Unfortunately, patients’ well-being depends on the skill of caregivers like nurses. Novice nurses who aren’t fully prepared to handle patient care can put people’s health at risk. When you mentor a nurse, you not only provide additional training vital for success in their roles, you help protect patients from accidents or oversights.
Sharpen Your Skills
No matter how long you work in the healthcare field, there are always surprises in store. With so many people visiting healthcare offices and facilities, each with different sets of medical challenges and needs, you may very well spend your entire nursing career in a constant state of learning.
When you mentor young nurses who are eager to sharpen their skills, you also develop your own. For one, when you demonstrate policies and procedures in the workplace, you also improve your own mastery of the daily regimen.
Second, you may come across processes that actually have a negative impact on your workflow. With nurse mentees under your influence, you can institute important changes to: reduce time waste, improve patient care, expedite important tasks. Approach management with your hands-on insight to recommend changes you can’t make on your own accord.
Finally, when you mentor novice nurses, you exhibit your own leadership in nursing.

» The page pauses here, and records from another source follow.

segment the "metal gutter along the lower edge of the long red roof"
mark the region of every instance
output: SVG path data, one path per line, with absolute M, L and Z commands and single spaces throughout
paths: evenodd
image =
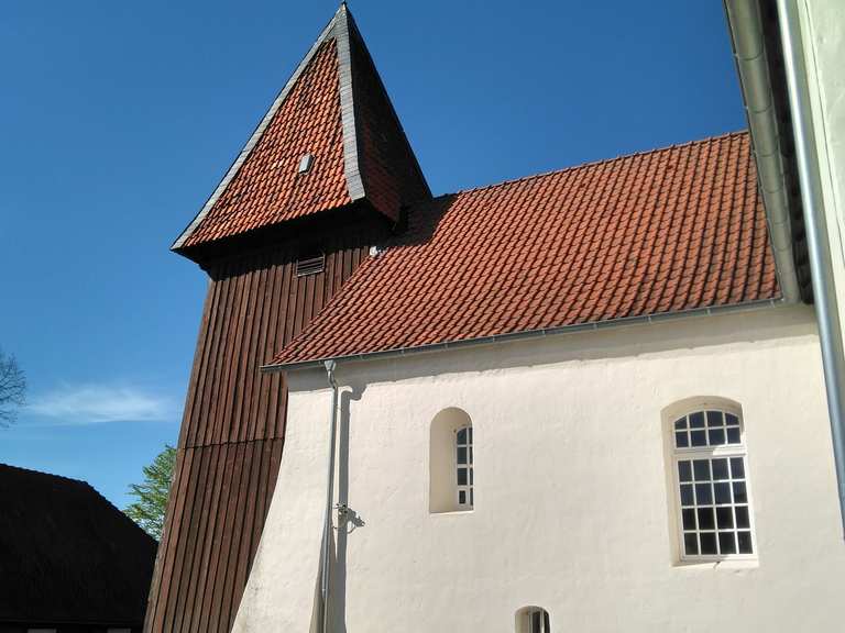
M 422 353 L 434 353 L 447 349 L 457 349 L 461 347 L 492 345 L 494 343 L 504 343 L 508 341 L 522 341 L 529 338 L 541 338 L 547 336 L 560 336 L 575 332 L 589 332 L 618 327 L 623 325 L 634 325 L 643 323 L 659 323 L 663 321 L 673 321 L 687 316 L 709 316 L 731 312 L 749 312 L 765 308 L 790 304 L 790 301 L 783 298 L 760 299 L 757 301 L 746 301 L 742 303 L 728 303 L 725 306 L 709 306 L 704 308 L 692 308 L 689 310 L 676 310 L 673 312 L 659 312 L 656 314 L 641 314 L 636 316 L 621 316 L 618 319 L 607 319 L 605 321 L 591 321 L 589 323 L 573 323 L 571 325 L 559 325 L 557 327 L 542 327 L 539 330 L 524 330 L 520 332 L 508 332 L 506 334 L 493 334 L 490 336 L 479 336 L 476 338 L 465 338 L 458 341 L 446 341 L 442 343 L 430 343 L 413 347 L 399 347 L 394 349 L 383 349 L 380 352 L 365 352 L 361 354 L 349 354 L 344 356 L 330 356 L 315 358 L 312 360 L 303 360 L 298 363 L 282 363 L 278 365 L 262 365 L 261 371 L 271 374 L 275 371 L 296 371 L 300 369 L 311 369 L 322 367 L 327 360 L 336 363 L 350 363 L 363 360 L 376 360 L 393 357 L 404 357 Z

This is an important skill for professional development that can lead to promotions, raises, and other workplace benefits. Resident physicians and other caregivers may even turn to your expertise.
Get Started Easily
It’s simple to develop nurse mentorship skills. There are only a few features that you need to qualify. First, you need to be a registered nurse with demonstrated knowledge of nursing. Of course, to be a good mentor to new RNs, you need a rich amount of workplace mastery to share.
Second, you need excellent communication skills. Mentors need to communicate clearly and be open to questions. Don’t use vague or uncertain language when instructing your mentee. Communicate that you’re open to talk if your mentee has concerns or just wants to vent about their experiences.

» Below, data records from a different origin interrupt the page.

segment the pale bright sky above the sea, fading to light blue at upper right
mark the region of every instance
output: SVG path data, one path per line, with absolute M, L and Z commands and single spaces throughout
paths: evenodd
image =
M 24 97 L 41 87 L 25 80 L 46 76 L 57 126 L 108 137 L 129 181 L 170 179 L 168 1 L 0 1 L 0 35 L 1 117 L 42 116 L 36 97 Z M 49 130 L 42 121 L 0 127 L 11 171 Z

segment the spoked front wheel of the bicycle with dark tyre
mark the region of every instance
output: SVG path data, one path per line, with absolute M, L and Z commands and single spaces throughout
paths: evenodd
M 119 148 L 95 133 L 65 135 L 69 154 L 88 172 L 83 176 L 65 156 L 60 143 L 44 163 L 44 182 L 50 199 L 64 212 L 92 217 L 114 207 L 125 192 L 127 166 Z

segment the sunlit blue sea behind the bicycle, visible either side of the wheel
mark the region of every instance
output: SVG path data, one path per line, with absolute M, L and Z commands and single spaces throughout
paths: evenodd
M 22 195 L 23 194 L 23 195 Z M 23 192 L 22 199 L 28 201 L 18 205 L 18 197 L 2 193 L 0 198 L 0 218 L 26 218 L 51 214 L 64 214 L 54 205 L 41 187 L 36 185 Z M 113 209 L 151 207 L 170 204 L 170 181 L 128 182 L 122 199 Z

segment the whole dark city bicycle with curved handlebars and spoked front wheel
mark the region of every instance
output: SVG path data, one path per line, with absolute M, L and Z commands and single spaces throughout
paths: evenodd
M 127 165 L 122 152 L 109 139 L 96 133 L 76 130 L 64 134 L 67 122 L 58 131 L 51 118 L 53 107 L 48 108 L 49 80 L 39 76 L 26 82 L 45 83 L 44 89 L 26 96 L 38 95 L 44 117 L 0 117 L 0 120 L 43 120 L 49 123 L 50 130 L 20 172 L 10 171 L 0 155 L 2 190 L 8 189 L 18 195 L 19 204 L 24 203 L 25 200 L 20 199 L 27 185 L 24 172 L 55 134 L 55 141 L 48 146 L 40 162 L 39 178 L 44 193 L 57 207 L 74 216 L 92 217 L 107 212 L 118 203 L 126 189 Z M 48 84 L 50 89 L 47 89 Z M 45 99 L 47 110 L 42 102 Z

Finally, you’ll need a fair amount of patience and kindness. Newly graduated RNs are likely eager to learn, but may make some mistakes along the way. Correct them with kindness and be patient when they struggle to master certain tasks. Of course, be sure to intervene when they’re putting a patient’s health at risk, but remember that you too were once a new RN.
Become a Nurse Mentor Today
Becoming a mentor for other nurses to make a difference for yourself and others. There’s no need to apply for a position or earn any additional training. While there are formal nurse mentoring programs that you can join, you can simply introduce yourself to new RNs in your workplace. Communicate that you’re available for training, support, and other mentoring as needed.